Встреча Агнесс с Лизой прошла вполне спокойно. По крайней мере, так сказала мне невеста. Сидели, говорили, обедали, пили чай, ели пирожные, играли с малышом. Потом Великая княгиня надарила кучу подарочков, где среди всякой мелочи обнаружился и браслетик. Милая вещица из белого и красного золота с бриллиантиками и изумрудиками. Мелькнула даже мысль позвать Семашко, тот бы сразу оценил, сколько человек и в течение какого времени можно прокормить
Но аристократические посиделки оказались сущей мелочью по сравнению с процедурой перехода Агнесс в православие. Ей сразу выдвинули кучу требований, которые она тщательно записала, а потом показала мне. Да тут от одних постов загнуться можно! А если еще и читать все молитвы, то легче мне стать католиком. Или вовсе в буддисты перейдем, там вроде никаких особых обрядов не надо соблюдать. А ведь люди сейчас простые: сказал священник сто раз прочитать «Отче наш» и триста раз «Богородице, дево, радуйся», и ни у кого фантазии не хватит просто сказать, что всё готово. Будут читать, а если со счета собьются, заново начнут. Насчет последнего не уверен, но не удивлюсь, если так и есть.
Я вспомнил рассказ одной дамы, которая уехала в Израиль с мужем-евреем. Там она выяснила, что ортодоксальные иудеи пользуются какими-то неимоверными льготами, и решила сменить религию. Началось с требования поставить два отдельных холодильника, чтобы мясные и молочные продукты не контактировали. Потом подключился раввин, который мог зайти в любое время и проверить, соблюдает ли женщина все предписанные Пятикнижием ограничения. А их там, мягко говоря, очень много. Она выдержала почти неделю, а потом спросила, за что ей такое, ведь знакомым евреям достаточно устного заявления. Раввин сказал, что за них отмучились их предки, а за русскую бабу никто не страдал.

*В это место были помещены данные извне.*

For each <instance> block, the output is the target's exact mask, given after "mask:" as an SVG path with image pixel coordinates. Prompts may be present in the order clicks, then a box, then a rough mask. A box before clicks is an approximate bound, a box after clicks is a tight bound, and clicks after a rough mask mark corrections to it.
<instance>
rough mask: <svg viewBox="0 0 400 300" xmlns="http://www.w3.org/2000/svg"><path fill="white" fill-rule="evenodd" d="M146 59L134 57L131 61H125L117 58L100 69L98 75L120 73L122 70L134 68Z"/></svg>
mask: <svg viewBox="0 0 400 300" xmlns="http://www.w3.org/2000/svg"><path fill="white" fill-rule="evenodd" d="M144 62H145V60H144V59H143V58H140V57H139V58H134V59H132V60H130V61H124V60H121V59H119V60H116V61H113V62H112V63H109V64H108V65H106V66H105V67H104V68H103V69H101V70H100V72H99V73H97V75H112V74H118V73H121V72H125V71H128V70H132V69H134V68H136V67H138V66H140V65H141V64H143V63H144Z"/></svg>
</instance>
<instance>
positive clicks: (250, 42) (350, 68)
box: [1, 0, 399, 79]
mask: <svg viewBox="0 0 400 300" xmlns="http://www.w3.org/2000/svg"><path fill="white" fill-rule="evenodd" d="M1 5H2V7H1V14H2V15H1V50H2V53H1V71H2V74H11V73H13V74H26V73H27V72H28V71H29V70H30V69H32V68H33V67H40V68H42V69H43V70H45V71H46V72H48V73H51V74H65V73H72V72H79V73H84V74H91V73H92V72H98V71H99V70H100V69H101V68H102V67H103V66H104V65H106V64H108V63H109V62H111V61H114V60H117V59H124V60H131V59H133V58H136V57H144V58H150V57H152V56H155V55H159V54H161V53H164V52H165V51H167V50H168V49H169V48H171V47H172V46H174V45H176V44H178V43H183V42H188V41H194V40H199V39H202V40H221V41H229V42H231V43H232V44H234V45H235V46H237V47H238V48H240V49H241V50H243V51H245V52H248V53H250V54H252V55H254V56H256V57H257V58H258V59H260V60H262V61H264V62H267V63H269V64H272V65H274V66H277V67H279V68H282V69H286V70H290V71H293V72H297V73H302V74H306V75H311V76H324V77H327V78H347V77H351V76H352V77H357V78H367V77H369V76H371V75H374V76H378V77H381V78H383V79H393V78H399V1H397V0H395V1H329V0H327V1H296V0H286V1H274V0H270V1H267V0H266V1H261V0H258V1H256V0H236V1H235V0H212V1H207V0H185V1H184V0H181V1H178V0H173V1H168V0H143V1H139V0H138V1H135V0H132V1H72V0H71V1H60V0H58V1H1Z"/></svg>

Короче, та дама осталась православной.
Надо искать каких-нибудь исполнителей попроще, которые не станут превращать жизнь Агнесс в ад. Найти, что ли, Иоанна Кронштадтского? Говорят, он охотно принимает благотворительную помощь. Наверняка и ускоренный курс православия организовать сможет, если ситуацию объяснить. Решено. Нормальные герои всегда идут в обход.
Внезапный визит его императорского величества случился точно в назначенное время. Самодержец прибыл практически без свиты. Так, человек двадцать охраны, репортеров и разного вида лакеев суетились вокруг, впрочем, не создавая особого ажиотажа. Премьер Дурново в это число не входил, он отдельной строкой шел. Конвойцы образовали подобие живого коридора, по которому венценосец и прошел в выделенные нам с барского плеча закутки Мариинского дворца.
Ради встречи Николай Васильевич отставил свою трость, и сейчас стоял, поддерживаемый корсетом. По мне, не стоило лишать себя точки опоры, но начальник тут Склифосовский.
Император был настроен доброжелательно. Никого даже казнить не приказал в первую минуту. Поприветствовал сотрудников, допущенных для встречи, возле некоторых остановился и спросил какую-то малозначащую фигню. Высочайшего общения удостоился и Семашко. На вопрос «А вы кем здесь служите?» бодро доложил, что в настоящее время он мой личный помощник, обучался медицине, но по глупости курс не закончил. Лозунгов о всеобщем равенстве не выкрикивал, с воплями «Смерть тирану!» и со столовым ножом наперевес не бросался. Удостоился кивка и заверений, что молод и обязательно доучится. Ума, что ли, стал мой помощник набираться?